Push the tempo, move the ball side-to-side and play unselfishly. It sounds simple, but the Bulls have struggled to execute the plan. After beating Washington, players had some interesting insight into how Hoiberg's system works.
“We've just kept it a lot more simple on offense,” McDermott said. “He's not even really calling plays; we're flowing into stuff, flowing into sets to get our shooters out to the corners quicker and get our big men involved.”
Added veteran forward Mike Dunleavy, “The hardest thing to guard in this league is stuff that's just random. You come down with a play every time, it's tough. You're calling it out and the other team knows what it is. We're trying to play freely and play off each other.”
They played Wednesday without Derrick Rose, a late scratch due to a recurrence of right hamstring tendinitis. He's hoping to play in Atlanta.
Even missing Rose and top scorer Jimmy Butler, the Bulls' offense flourished. Granted, Washington is struggling this year and wasn't sharp at all in the game. But it was also interesting how the ball moved through the big men. The Bulls' assist leaders against the Wizards were Pau Gasol with 9 and Taj Gibson with 7. Gibson tied E'Twaun Moore for the team scoring lead with 17 points.
“Obviously. Pau's almost had two triple-doubles (in the last three games),” McDermott said. “We're getting him involved in a lot more high post touches, which is really helping us.”
Playing inside-out seems to be creating good looks at the 3-point line. The Bulls are shooting 43.9 percent from long range over the last nine games, second only to San Antonio and better than Golden State in that span.

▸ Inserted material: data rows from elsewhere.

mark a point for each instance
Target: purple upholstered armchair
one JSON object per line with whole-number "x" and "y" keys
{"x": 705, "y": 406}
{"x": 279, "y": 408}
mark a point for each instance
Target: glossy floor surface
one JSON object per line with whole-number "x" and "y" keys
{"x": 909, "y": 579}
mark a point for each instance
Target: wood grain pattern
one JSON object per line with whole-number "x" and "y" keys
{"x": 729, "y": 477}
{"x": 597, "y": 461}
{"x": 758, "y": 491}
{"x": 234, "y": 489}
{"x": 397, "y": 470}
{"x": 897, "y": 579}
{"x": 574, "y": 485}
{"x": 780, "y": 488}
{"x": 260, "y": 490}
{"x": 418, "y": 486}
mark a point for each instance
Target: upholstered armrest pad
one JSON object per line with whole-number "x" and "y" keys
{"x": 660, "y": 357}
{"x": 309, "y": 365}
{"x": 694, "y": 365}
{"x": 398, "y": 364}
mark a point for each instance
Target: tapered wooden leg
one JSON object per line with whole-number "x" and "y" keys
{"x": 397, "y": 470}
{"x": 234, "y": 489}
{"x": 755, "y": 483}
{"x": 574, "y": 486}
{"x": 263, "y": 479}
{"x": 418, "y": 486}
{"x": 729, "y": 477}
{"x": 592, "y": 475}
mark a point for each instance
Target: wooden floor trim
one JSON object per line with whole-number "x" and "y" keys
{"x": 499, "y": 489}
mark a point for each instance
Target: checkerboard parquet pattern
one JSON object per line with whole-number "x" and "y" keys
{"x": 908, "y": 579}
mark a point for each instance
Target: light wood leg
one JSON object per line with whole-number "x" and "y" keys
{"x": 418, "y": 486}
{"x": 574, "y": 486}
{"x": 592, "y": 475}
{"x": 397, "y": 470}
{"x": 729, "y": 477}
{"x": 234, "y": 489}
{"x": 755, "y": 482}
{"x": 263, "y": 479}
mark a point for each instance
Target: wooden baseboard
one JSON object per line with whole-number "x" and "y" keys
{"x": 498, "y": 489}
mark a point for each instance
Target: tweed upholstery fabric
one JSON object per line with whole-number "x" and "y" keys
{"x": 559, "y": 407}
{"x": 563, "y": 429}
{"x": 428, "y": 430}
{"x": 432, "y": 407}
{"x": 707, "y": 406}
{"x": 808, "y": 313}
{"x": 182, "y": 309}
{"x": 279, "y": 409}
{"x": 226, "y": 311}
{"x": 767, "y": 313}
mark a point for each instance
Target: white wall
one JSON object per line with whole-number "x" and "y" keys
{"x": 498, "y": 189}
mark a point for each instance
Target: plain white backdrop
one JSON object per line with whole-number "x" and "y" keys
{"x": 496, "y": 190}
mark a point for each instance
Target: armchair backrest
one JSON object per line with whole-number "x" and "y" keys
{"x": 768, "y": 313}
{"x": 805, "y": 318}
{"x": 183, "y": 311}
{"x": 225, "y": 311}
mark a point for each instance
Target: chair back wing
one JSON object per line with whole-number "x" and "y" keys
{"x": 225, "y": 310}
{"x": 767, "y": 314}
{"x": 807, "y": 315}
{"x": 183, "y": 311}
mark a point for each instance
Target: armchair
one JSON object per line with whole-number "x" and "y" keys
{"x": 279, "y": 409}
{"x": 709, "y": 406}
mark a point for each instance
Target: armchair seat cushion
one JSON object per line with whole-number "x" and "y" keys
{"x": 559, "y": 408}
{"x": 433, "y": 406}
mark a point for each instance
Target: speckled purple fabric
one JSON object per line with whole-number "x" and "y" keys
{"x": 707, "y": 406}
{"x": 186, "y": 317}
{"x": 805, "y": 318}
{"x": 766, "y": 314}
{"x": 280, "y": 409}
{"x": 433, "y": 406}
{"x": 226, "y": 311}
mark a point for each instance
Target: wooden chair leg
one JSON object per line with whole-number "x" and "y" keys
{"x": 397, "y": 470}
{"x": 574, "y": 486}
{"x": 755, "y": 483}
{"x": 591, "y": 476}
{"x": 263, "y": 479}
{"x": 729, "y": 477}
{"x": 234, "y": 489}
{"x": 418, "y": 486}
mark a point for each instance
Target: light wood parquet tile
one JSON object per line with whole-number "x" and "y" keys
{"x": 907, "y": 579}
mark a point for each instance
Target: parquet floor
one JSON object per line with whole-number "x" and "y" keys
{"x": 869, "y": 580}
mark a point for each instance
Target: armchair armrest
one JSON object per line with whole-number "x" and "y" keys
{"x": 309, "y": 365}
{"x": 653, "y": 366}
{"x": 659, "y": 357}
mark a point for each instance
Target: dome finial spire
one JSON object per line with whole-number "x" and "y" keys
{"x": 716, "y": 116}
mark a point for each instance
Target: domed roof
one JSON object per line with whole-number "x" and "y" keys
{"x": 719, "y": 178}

Moore has been red-hot from long range, hitting 17 of 29 attempts (58.6 percent) over the last nine contests.
With the ball moving and shots going down, the Bulls finally look like a team with quality depth. That was supposed to be a strength this season, but didn't pan out until recently.
McDermott has flourished lately, averaging 20 points and shooting 67.6 percent from the field in the last three games. Since he has versatile scoring skills, the extra ball movement has been a boon.
“I feel like I play my best when I move off the ball, not just stand around out there,” McDermott said. “I feel like I'm more effective on the move.”
Moore has performed well as a starter and was an effective late-game scorer against Washington. Rookie Bobby Portis has done well since the all-star break and Tony Snell had his best game in about six weeks, scoring 16 points against the Wizards.
Asked why the supporting players are starting to excel at the same time, Hoiberg pointed the finger at Dunleavy's Feb. 6 return from back surgery.
“(Dunleavy) helps the offense so much, whether he's getting shots up or not, just because he always knows where to be, spaces the floor,” Hoiberg said. “He always knows what to do against pressure. He's another guy that can really cut. With he and Doug out there together, you've got two guys that are really good at reading screens and reading situations and curling and flaring.”
The last time the Bulls went to Atlanta on Jan. 9, they were riding a six-game win streak. They lost that day to begin a 5-14 skid, so there's no sense getting too excited about winning three in a row.